The title says it all. Noel is crazy, but a good kind of crazy. He can get more done in one day then most people can in a full week. This fall he is heading into his last two classes to finish his Masters of Divinity. It’s been a long haul getting here. Six years of part time study while being a full time minister and full time dad. I don’t know how he has done it but here we are with the end in sight. So close we can almost taste it. I feel exhausted and I’m not the one doing the work.
You would think that there would be a big sigh of relief at the thought of a graduate school free existence but alas, no. My husband has decide that now is the time to start his doctorate of ministry. Well of course, why wouldn’t this be a most excellent time. So Lord willing, Noel will be starting his doctoral studies in June 2014. He loves school. I love being educated, not the process of getting educated.
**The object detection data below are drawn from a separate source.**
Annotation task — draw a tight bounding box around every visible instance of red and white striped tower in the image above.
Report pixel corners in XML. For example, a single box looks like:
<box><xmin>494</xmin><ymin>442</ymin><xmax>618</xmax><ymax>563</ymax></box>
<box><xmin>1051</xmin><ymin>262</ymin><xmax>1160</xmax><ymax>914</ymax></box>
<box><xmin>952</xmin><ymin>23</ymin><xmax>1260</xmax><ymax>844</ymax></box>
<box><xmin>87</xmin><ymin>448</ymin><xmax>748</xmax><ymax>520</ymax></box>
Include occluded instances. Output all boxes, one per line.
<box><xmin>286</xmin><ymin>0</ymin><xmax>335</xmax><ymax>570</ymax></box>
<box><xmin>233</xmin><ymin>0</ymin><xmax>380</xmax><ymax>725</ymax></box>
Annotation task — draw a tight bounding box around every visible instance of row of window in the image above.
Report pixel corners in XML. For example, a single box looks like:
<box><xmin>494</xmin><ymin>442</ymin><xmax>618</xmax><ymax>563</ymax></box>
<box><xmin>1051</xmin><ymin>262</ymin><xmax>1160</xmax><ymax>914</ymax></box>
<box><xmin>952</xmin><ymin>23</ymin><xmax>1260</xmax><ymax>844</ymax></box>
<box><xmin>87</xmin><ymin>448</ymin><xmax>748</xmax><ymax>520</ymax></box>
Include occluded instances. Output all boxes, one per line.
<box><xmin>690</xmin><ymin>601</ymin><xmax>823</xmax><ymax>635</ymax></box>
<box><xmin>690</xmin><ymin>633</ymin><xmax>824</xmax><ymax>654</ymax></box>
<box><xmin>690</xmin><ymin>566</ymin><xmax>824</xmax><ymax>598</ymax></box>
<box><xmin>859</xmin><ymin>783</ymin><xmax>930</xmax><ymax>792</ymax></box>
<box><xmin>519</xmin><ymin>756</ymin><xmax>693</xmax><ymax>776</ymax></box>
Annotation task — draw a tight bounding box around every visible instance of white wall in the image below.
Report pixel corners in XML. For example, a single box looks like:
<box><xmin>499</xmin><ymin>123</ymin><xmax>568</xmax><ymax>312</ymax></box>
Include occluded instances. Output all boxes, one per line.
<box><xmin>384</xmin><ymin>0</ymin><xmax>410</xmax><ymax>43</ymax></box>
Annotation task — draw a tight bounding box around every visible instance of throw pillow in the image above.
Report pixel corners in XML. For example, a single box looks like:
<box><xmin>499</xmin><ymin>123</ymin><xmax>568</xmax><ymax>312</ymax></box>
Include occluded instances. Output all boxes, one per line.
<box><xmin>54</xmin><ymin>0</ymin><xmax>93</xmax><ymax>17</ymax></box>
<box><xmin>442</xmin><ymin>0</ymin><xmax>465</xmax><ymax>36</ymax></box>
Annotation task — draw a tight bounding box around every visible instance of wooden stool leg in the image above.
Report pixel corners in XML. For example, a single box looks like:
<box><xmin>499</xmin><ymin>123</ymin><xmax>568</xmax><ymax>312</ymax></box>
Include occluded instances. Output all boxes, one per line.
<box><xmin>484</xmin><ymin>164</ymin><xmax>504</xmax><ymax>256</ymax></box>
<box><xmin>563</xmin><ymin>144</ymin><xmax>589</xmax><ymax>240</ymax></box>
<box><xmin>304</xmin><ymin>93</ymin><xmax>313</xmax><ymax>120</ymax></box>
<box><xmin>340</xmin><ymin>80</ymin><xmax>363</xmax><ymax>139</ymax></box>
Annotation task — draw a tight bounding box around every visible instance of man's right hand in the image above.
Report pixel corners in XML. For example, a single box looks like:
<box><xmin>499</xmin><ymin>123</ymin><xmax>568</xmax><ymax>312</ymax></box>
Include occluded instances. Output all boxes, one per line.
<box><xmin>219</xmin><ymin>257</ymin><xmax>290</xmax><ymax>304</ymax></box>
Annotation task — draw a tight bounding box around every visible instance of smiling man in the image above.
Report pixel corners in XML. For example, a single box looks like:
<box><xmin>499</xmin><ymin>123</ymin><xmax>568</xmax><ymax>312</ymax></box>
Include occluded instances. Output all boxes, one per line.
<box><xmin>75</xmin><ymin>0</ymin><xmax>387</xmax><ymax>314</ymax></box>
When he said he wanted to start his doctoral work right away, I must admit that I wasn’t very excited. I was really looking forward to having school off the plate for awhile. You see, he is the one getting the degree but I feel like there should be some kind of honorary degree presented to the spouses of those getting their masters/doctorates. It’s a lot of stress, time, money – and holy cow – the proof reading! I’ve watched Noel pour hours into his studies and spend hours at the computer writing papers. Not to mention the year of the thesis, that was intense. That thesis is awesome man! I read it more than once. I continue to be amazed at how smart Noel is and how good he is at presenting ideas. He has so much crammed into his brain I’m surprised it’s not spurting out his ears and he remembers it. I don’t know how this is possible.
So, two choices are before me. Get supportive or start trying to talk him out of this
crazy doctoral studies plan. I have to admit I tried the second choice. We have four kids that we need to educate and I thought Noel should take a pause with his education while we focus on the boys. That would mean no more school for Noel for approx 10 years. That’s a long time and he is in the school groove now. I wanted to hear the reasons why he wanted a doctorate in the first place. I’m not interested in just having more letters after his name. That’s not high value unless it’s helpful in service to others. He assured me that it would be helpful and it would present more opportunities in the future. After much discussion and deep sighing on my part I had to agree with Noel that now is as good a time as any. At this point I’m embracing the first choice, get supportive. I don’t know how we are going to do this but we’ll get it done. By the time our first born is in university we’ll have a doctor in the house but please, please let that be the end.